Texting: Is it helpful or harmful to your relationships? A therapeutic look at one of America’s most popular forms of communication

Looking back over the past few decades, it is amazing to consider the ways in which technology and communication has dramatically evolved. My experience with the whole phenomenon began in middle school, when I discovered the bountiful gifts of the Internet.I remember it like it was yesterday… Spending a couple hours here and there in chatrooms while my mother periodically wandered in to read conversations over my shoulder (despite my incessant protesting). In high school, I got my first cell phone and began using numerous AIM screen names, spending a few months to a year with each until I outgrew it and registered a new one.  In college, I remember walking to classes and being fascinated by the amount of people talking on their cellphones. You became more of an oddity if you did NOT have a cell-phone in plain view than if you did. And you were equally shunned if you didn’t have an account on facebook, but that’s a blog for another day. Now, texting… texting didn’t blow up so-to-speak until around the past few years or so, I’d say.

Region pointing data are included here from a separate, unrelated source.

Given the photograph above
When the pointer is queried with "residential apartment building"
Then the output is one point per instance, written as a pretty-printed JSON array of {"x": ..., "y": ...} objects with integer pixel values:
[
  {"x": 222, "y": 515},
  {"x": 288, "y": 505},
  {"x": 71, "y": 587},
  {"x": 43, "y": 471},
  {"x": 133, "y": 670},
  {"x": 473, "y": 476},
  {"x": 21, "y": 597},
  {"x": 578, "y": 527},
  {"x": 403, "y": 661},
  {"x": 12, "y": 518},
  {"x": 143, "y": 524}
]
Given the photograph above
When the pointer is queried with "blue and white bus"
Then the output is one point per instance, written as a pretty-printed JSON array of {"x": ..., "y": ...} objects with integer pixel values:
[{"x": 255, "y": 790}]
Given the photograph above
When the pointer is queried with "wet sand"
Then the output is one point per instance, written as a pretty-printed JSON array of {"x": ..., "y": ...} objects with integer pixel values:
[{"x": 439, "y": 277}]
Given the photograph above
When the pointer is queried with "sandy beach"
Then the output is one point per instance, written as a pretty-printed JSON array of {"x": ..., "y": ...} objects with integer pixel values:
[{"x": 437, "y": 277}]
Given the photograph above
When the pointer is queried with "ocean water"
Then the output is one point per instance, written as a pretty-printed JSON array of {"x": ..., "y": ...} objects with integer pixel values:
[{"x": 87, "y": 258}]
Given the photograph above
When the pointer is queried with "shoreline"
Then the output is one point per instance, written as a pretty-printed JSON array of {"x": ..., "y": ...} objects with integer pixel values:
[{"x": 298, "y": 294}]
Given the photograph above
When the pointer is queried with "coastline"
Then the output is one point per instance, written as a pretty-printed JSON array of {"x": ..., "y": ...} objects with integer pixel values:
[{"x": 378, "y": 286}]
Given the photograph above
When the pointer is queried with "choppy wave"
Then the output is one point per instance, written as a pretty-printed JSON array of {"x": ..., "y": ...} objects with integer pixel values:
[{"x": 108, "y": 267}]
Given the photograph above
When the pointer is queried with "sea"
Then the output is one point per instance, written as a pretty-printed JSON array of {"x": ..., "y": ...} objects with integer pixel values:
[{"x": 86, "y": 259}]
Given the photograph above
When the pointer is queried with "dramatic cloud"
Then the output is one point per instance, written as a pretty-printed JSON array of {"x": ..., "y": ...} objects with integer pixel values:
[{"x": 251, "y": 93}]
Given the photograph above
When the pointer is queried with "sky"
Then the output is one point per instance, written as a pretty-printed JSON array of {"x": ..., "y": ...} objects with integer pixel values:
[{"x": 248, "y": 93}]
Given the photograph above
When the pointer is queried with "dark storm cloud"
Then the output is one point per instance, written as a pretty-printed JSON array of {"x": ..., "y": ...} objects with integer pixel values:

And while I could take each of these various forms of communication and offer my opinion as to how they have come to shape the ways in which we communicate in relationships involving significant others (and I probably will, in time, explore each in a blog post), today, I’m only going to focus on my experience, and the experiences I’ve gathered from others, with regard to texting.

In DBT (Dialectical-Behavior Therapy), Marsha Linehan offers the notion of Reasonable Mind and Emotional Mind. Reasonable mind denotes your rational, thinking, logical mind. This mind state most appropriately handles things such as making plans, solving logical problems, following instructions, and managing things objectively. The second state of mind Linehan identifies is Emotion Mind, known as a state of mind that occurs when one’s emotions are in-control and running the show. Emotion Mind is beneficial for fueling various types of motivation. When driven by intense emotion, people undertake exceptional feats. It is our emotions that separate us from each other and make each of us uniquely different. 

So, what does that have to do with texting? Well, to better facilitate my understanding of texting’s pros and cons, I will metaphorically and literally utilize Linehan’s two mind states. Texting’s most easily identifiable pro is its ability to swap information quickly; yet, as with most things, its biggest pro is often inappropriately used. Texting can efficiently, and fairly successfully, communicate thoughts that occur in reasonable mind, without leaving much room for over-analysis or unnecessary speculation. “What time do you want to meet?” “Where are we meeting?” “Did you bring the book?” “There’s traffic” “It’s raining here.” “The meeting ran over.” “I’ll be late.” The list of appropriate phrase usage goes on and on. It’s hard to misunderstand facts and logistical details. My clients rarely come in to my office obsessing over what he/she meant by, “I have a doctor’s appt. tomorrow at 3pm” (What does he meeeeeeean?!?).

The problem arises when people start using texting to communicate thoughts that are born in Emotion mind. There are just too many opportunities for misunderstanding…and the lack of associated body language, facial expressions, and voice tones creates unnecessary and could-have-been-avoided anxiety. I’ve had clients recount distressing arguments that occurred entirely on texting, (“hold on, this was on text, let me just read you the conversation” [pulls out her phone]). A study by Albert Mehrabian concluded that 55% of communication is body language, 38% is tone of voice, and only 7% has to do with the words spoken/typed. While these numbers might be challenged with regard to preciseness, the overall point remains that we are missing too many communicative cues when using text messages. This lack of cues produces a potentially damaging over-analysis of emotion mind texting, which seems to affect my female clients/friends more so than my male clients/friends. In my opinion, this excessive rumination has proven to lend itself, at times, to an increase in anxious and obsessive thoughts, and ultimately, a destructive and exhausting waste of time.

Does Emotion Mind texting have any benefits? As much as I don’t want to admit it, I have identified what I think are some benefits. Despite the aforementioned types of communication for which texting cannot account (body language, etc.), texting provides a certain level of security under which certain emotion thoughts can be uttered that might otherwise be fearfully stifled in an in-person or over-the-phone conversation.  While one begrudgingly gets off the phone with a loved one after being unable to voice his/her opinion on something, he/she might find it quite easy to send a follow-up text, expressing the very thought they could not find the courage to voice. However, while texting allows people a space to communicate hard-to-communicate thoughts/emotions, one could argue that this very seeming benefit is turning us into a society of cowards by reinforcing our inability to express ourselves in difficult interactions.

So, where do we go from here? It is my recommendation that one stick to using texting to fulfill the expression of reasonable mind thoughts. While you may feel more comfortable using texting to communicate difficult emotion mind thoughts, you strip yourself of the ability to grow and build mastery with regard to effectively handling and interacting in difficult situations with others. Furthermore, when you communicate emotion mind thoughts in text form, you open the door for potentially destructive misunderstandings and the possibility of turning an anxiety-provoking situation into an unavoidable anxiety-producing occurrence. Be kind to yourself, validate your fear, and choose to grow.